Replaced motherboard, unable to remove network bonding

Hi. I’m on Rockstor 3.9.2-22
My server’s motherboard (ASRock C2550D4I) died recently. I had it RMA. After I installed the new motherboard, I wanted to turn off the network bonding feature. When I used the UI to turn on one of the dual NIC, I got the following error message:

Houston, we’ve had a problem.
Error running a command. cmd = /usr/bin/nmcli c up 803043f3-e4e2-4fc0-b409-45c13359b66a. rc = 4. stdout = [’’]. stderr = [‘Error: Connection activation failed: No suitable device found for this connection.’, ‘’]

Traceback (most recent call last):
File “/opt/rockstor/src/rockstor/rest_framework_custom/generic_view.py”, line 41, in _handle_exception
yield
File “/opt/rockstor/src/rockstor/storageadmin/views/network.py”, line 380, in post
network.toggle_connection(nco.uuid, switch)
File “/opt/rockstor/src/rockstor/system/network.py”, line 198, in toggle_connection
return run_command([NMCLI, ‘c’, switch, uuid])
File “/opt/rockstor/src/rockstor/system/osi.py”, line 121, in run_command
raise CommandException(cmd, out, err, rc)
CommandException: Error running a command. cmd = /usr/bin/nmcli c up 803043f3-e4e2-4fc0-b409-45c13359b66a. rc = 4. stdout = [’’]. stderr = [‘Error: Connection activation failed: No suitable device found for this connection.’, ‘’]

I know my ways around Linux. Can you please tell me how to clear the RockStor configuration database and remove the network bonding?

Thanks

Hi @stray_tachyon,

WARNING: I am not a Rockstor developer, and may inadvertantly destroy your system, while still wearing an annoying grin and stating ‘whoops’.

So Rockstor doesn’t appear to be able to remove non-existent interfaces from it’s config.
It looks like to manage this, you’ll need to go into the Rockstor postgres database.

From what I can determine, this data is stored in storageadmin.storageadmin_networkconnection.

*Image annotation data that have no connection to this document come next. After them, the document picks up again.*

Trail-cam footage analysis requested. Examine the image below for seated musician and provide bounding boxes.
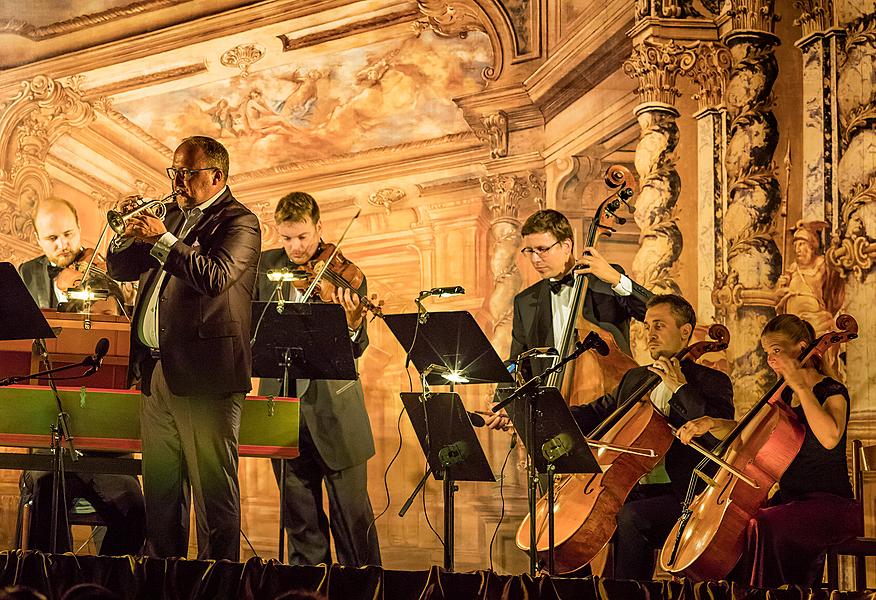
[253,192,381,567]
[572,294,733,580]
[20,199,146,555]
[679,314,863,587]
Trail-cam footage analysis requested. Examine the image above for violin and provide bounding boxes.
[517,324,730,573]
[660,315,858,581]
[292,241,383,318]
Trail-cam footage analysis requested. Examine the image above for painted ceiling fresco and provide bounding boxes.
[114,32,490,172]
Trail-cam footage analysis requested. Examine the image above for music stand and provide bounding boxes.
[384,311,514,570]
[252,301,359,562]
[384,310,514,385]
[400,392,496,571]
[505,386,602,575]
[0,262,57,341]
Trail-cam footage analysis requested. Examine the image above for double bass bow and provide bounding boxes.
[545,165,636,405]
[660,315,858,580]
[517,324,744,573]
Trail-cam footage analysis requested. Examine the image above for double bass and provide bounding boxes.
[545,165,636,405]
[517,324,730,573]
[660,315,858,580]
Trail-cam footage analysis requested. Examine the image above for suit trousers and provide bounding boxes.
[614,483,681,581]
[140,358,245,561]
[21,466,146,556]
[272,421,381,567]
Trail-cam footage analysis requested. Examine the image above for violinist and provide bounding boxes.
[18,198,86,308]
[679,314,863,587]
[572,294,733,580]
[19,198,146,556]
[255,192,381,566]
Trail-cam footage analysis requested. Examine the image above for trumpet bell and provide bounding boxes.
[106,192,176,235]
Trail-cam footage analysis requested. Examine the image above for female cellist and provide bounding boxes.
[679,314,863,587]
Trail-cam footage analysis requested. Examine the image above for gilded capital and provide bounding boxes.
[687,42,732,110]
[794,0,833,37]
[727,0,780,34]
[624,40,698,107]
[416,0,486,38]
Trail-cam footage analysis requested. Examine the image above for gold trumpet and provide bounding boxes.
[106,191,179,235]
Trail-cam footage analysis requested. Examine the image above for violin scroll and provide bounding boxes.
[687,323,730,360]
[836,314,858,340]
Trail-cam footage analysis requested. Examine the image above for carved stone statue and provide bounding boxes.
[776,221,845,335]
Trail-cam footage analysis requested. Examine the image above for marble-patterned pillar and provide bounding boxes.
[688,42,730,323]
[714,0,782,414]
[827,7,876,442]
[794,0,843,225]
[480,172,544,358]
[624,39,695,298]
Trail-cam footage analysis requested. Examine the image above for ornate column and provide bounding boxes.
[688,42,730,323]
[715,0,782,412]
[480,172,544,358]
[827,8,876,440]
[794,0,843,228]
[624,39,695,293]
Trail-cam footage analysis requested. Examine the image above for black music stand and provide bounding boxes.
[505,386,602,575]
[384,310,514,385]
[0,262,82,552]
[252,301,359,562]
[400,392,496,571]
[0,262,57,341]
[384,311,514,570]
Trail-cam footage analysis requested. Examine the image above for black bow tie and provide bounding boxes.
[46,265,64,280]
[550,273,575,294]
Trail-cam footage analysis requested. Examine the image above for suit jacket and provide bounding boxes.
[511,275,654,376]
[107,188,261,396]
[571,360,733,499]
[255,248,374,471]
[18,254,58,308]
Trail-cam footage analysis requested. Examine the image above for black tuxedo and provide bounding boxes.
[255,248,381,566]
[107,188,261,560]
[510,275,653,375]
[19,255,146,555]
[572,360,733,580]
[18,254,58,308]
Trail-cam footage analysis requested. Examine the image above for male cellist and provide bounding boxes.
[572,294,733,580]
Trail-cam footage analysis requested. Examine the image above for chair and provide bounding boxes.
[826,440,876,591]
[17,498,106,554]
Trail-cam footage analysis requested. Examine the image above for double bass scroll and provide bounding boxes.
[545,165,636,405]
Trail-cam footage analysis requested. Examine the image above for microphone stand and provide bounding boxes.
[490,332,604,577]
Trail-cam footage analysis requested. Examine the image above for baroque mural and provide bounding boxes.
[115,31,490,171]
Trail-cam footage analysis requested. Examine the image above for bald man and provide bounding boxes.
[18,198,83,308]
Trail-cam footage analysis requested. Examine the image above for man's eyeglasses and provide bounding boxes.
[167,167,219,181]
[520,240,560,258]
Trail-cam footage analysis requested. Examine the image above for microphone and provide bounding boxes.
[420,285,465,300]
[83,338,109,375]
[467,411,487,427]
[515,346,560,363]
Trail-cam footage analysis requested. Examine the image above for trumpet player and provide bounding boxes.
[107,136,261,561]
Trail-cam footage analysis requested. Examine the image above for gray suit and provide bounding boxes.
[256,248,381,566]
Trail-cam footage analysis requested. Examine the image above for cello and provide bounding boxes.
[660,315,858,580]
[517,324,744,573]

Based upon the UUID provided, you should be able to remove the listing with:

psql -U rocky -d storageadmin
<ENTER PASSWORD 'rocky' AT PROMPT>
SELECT id FROM storageadmin_networkconnection WHERE uuid = '803043f3-e4e2-4fc0-b409-45c13359b66a';
DELETE FROM storageadmin_ethernetconnection WHERE connection_id = <ID FROM SELECT>;
DELETE FROM storageadmin_networkdevice WHERE connection_id = <ID FROM SELECT>;
DELETE FROM storageadmin_networkconnection WHERE id = <ID FROM SELECT>;
\q

However be careful, I have no idea what else might rely on these tables!

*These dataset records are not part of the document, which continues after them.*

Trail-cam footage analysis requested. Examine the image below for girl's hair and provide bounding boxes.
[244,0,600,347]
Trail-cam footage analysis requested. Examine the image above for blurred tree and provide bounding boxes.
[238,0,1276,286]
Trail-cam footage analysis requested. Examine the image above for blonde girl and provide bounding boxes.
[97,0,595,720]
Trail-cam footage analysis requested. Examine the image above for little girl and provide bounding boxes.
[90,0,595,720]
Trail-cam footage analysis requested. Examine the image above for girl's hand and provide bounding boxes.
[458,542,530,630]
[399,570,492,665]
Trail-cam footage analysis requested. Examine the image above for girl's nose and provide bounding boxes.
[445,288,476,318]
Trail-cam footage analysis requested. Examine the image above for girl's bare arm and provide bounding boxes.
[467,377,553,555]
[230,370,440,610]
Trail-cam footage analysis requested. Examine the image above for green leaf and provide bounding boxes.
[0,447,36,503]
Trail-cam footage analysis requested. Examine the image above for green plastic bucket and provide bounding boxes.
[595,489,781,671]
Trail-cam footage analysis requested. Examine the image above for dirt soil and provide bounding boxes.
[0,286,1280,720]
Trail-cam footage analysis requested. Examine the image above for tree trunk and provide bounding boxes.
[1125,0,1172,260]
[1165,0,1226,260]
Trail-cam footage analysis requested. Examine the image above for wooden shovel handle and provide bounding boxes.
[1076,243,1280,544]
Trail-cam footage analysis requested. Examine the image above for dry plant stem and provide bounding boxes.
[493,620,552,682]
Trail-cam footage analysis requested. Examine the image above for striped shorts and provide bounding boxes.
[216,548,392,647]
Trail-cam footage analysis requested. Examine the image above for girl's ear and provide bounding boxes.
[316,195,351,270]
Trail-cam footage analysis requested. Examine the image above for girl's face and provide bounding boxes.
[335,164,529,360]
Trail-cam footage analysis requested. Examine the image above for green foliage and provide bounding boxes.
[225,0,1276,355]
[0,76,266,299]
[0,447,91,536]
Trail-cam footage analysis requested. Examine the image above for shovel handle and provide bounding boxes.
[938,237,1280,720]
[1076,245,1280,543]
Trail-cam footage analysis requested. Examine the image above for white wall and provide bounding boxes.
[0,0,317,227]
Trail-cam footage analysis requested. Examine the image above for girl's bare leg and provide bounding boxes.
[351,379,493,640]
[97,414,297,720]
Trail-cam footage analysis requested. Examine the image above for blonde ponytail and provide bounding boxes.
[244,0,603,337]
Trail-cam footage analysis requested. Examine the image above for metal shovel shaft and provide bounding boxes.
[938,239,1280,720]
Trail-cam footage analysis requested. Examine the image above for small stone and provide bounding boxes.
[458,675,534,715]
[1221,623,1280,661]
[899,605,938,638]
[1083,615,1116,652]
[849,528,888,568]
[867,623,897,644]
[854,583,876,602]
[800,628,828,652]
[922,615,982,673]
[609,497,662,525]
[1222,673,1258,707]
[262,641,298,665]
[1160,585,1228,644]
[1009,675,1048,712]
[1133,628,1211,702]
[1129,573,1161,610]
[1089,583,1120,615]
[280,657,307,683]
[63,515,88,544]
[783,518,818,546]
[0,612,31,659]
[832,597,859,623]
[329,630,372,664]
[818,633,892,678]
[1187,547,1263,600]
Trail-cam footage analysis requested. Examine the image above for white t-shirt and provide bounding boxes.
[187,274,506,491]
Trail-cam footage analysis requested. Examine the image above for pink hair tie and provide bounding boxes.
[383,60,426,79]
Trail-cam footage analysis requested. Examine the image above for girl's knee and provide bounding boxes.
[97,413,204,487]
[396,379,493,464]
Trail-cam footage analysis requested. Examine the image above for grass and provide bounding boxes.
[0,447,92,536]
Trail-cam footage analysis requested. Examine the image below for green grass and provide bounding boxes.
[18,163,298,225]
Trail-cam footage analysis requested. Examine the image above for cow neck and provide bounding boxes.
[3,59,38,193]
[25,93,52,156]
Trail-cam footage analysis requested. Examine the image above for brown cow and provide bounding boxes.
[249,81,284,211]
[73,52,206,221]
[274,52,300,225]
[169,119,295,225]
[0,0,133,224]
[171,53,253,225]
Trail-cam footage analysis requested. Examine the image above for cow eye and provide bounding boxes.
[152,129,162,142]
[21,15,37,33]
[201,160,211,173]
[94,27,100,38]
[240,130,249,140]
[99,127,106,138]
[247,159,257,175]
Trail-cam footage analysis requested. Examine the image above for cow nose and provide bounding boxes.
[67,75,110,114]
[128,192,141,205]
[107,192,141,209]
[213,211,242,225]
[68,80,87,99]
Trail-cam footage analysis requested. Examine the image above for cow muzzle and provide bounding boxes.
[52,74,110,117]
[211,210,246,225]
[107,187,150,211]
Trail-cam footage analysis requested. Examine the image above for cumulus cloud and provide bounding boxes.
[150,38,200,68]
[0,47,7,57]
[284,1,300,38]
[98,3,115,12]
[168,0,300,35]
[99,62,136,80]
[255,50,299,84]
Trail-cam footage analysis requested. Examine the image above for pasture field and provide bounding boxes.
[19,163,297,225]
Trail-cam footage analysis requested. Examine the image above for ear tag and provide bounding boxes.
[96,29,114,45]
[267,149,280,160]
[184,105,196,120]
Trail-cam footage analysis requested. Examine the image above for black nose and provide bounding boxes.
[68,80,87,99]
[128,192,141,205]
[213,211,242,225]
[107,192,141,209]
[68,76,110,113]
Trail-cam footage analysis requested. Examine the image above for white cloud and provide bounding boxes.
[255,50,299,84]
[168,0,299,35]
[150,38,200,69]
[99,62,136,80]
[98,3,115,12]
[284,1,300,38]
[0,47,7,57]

Thanks for your reply Haioken
Here is what is in each tables:
storageadmin=# select id, name, uuid from storageadmin_networkconnection;
id | name | uuid
----±---------------±-------------------------------------
17 | bond01-slave-0 | 421e016a-a2cb-462f-93fd-9b158892370d
13 | enp7s0 | 803043f3-e4e2-4fc0-b409-45c13359b66a
14 | enp8s0 | 4720bf1f-8e32-423d-b385-7a2928379ac7
16 | bond01 | e463bf3e-9d54-4a15-ac48-68a06ae9eb61
15 | bond01-slave-1 | 1cc10236-4b71-4683-863e-fe1967fce93a
(5 rows)

storageadmin=# select id, connection_id, mac from storageadmin_ethernetconnection;
id | connection_id | mac
----±--------------±------------------
26 | 17 |
23 | 13 | D0:50:99:C0:C6:27
24 | 14 | D0:50:99:C0:C6:28
25 | 15 |
(4 rows)

storageadmin=# select id, name, dtype, connection_id, mac from storageadmin_networkdevice;
id | name | dtype | connection_id | mac
----±-------±---------±--------------±------------------
1 | lo | loopback | | 00:00:00:00:00:00
2 | enp7s0 | ethernet | 17 | D0:50:99:C3:9F:62
6 | bond01 | bond | 16 | D0:50:99:C3:9F:62
3 | enp8s0 | ethernet | 15 | D0:50:99:C3:9F:62
(4 rows)

I can clear all the entries in the three tables (except the loopback in the storageadmin_networkdevice). Now, how do I remove the bonding in the Linux config files?
I tried to follow the instructions on this page:
http://digiturf.net/blog/remove-network-bonding-in-linux/

However, I got stuck at “rmmod bonding” because “rmmod” is not installed and I don’t want to muck around with installing packages. Any instructions on how to remove the bonding in the Linux config files?

Thanks a lot

  • You shouldn’t need to remove the bonding capability, only the interface.
  • If you’re using docker containers (Rock-Ons) you probably still need bonding capability to be enabled
  • I believe that bonding is built into the Kernel on CentOS, thus you cannot remove the module.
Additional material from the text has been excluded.